Negative space rising up really fast

Doddophonique · December 19, 2019, 12:48am

It’s rising at almost 1GB/4minutes. Nothing strange is happening in the logs, Netdata shows that the container is reading and writing on disk, the node was already full (only egress was happening before the update), it doesn’t seem to stop.

Is it gonna crash or something? Is someone else having this behaviour?

Edit 1: i just stopped it and restarted it and it’s now at -10GB. Not rising for the moment.

deathlessdd · December 19, 2019, 12:53am

Did you allow for more space then take it away after? It shouldnt go past what you allowed espically not 33gigs over.

Doddophonique · December 19, 2019, 12:54am

Nope, I did the inverse (i had 2.4TB and made it 2.5TB). It was at -0.26KB (the usual when the node gets full) today, but after the update this is happening.

deathlessdd · December 19, 2019, 12:55am

Mine is also full but was full before today…Nevermind I press Crtl F5 and it fixed it.

nerdatwork · December 19, 2019, 2:31am

Have you kept 10% free space as overhead?

kevink · December 19, 2019, 6:40am

grafik
I have the same problem, node was full since weeks with only ~-7MB and around 6 hours ago when the massive uplaods started, it suddenly went to -29GB without any uploads in the logs.

However my 2nd full node stayed at its capacity. So only one of my 2 full nodes had this change.

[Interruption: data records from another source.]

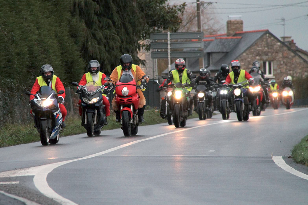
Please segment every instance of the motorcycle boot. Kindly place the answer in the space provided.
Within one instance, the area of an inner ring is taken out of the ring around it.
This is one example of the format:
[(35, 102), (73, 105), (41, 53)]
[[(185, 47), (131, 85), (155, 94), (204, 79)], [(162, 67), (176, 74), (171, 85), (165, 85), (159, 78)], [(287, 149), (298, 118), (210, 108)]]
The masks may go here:
[(116, 113), (116, 122), (120, 122), (121, 121), (121, 120), (120, 119), (120, 111), (118, 110), (115, 111), (114, 112)]
[(144, 113), (144, 109), (145, 109), (145, 105), (144, 105), (142, 108), (138, 109), (138, 119), (139, 120), (139, 123), (144, 122), (144, 118), (143, 117), (143, 114)]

Odmin · December 19, 2019, 9:31am

I think we have a problem with calculation when garbage collector move data to the trash folder.
Look into your trash, for me:

or we have wrong calculation before garbage collector identifies this garbage…

michaln · December 19, 2019, 9:45am

Thank you for letting us know about the issue. The problem is reported.

@Odmin thanks for hint with trash folder, it might be good starting point for investigation.

littleskunk · December 19, 2019, 11:18am

The number you see on the fronend is a live tracker. Every stored piece will increase the counter. Delete messages will decrease the counter. Once per hour we sync it with the used spaece on disk.

I have 2 theories.

Garbage collection is moving the piece but telling the live counter that it was deleted. --> Storage node reports to the satellite that is has free space now, fills up that space and the next sync will find out that this decision was a mistake.
Garbage collection is moving the piece and telling the live counter that we have new pieces in the trash folder. --> Storage node will report a big negative free space value, not accept any new pieces and on the next sync find out that this was a visual bug only.

So the question is do you see a big number of upload messages in your logfile (1)? What happens if you restart your storage node and wait for the sync process to finish (2)? You can watch the process with curl localhost:7777/mon/ps

kevink · December 19, 2019, 11:34am

option seems to be the correct one since my node has no new uploads.
But the node has now 42G in the trash folder and the live counter is at -29GB.

Doddophonique · December 19, 2019, 6:37pm

I soft restarted the node yesterday (no rm, just stop -t 300 and then restart) and at first it went to -10.20GB, then, after a couple of minutes, it showed ~77GB free on the node and now is receiving uploads again, currently 55GB free.

I had no upload messages in the logfile before restarting. Right now the behaviour is exactly as it was before the update, so I have no means of analyze it again.

littleskunk · December 20, 2019, 2:21pm

Warning: After a restart the storage node will correct the used space value. In my case it first showed -200GB and after one restart I have 200GB free. My storage node is now filling that space and will crash at some point. We are working on a fix. Meanwhile please reduce your allocated space to avoid a crash.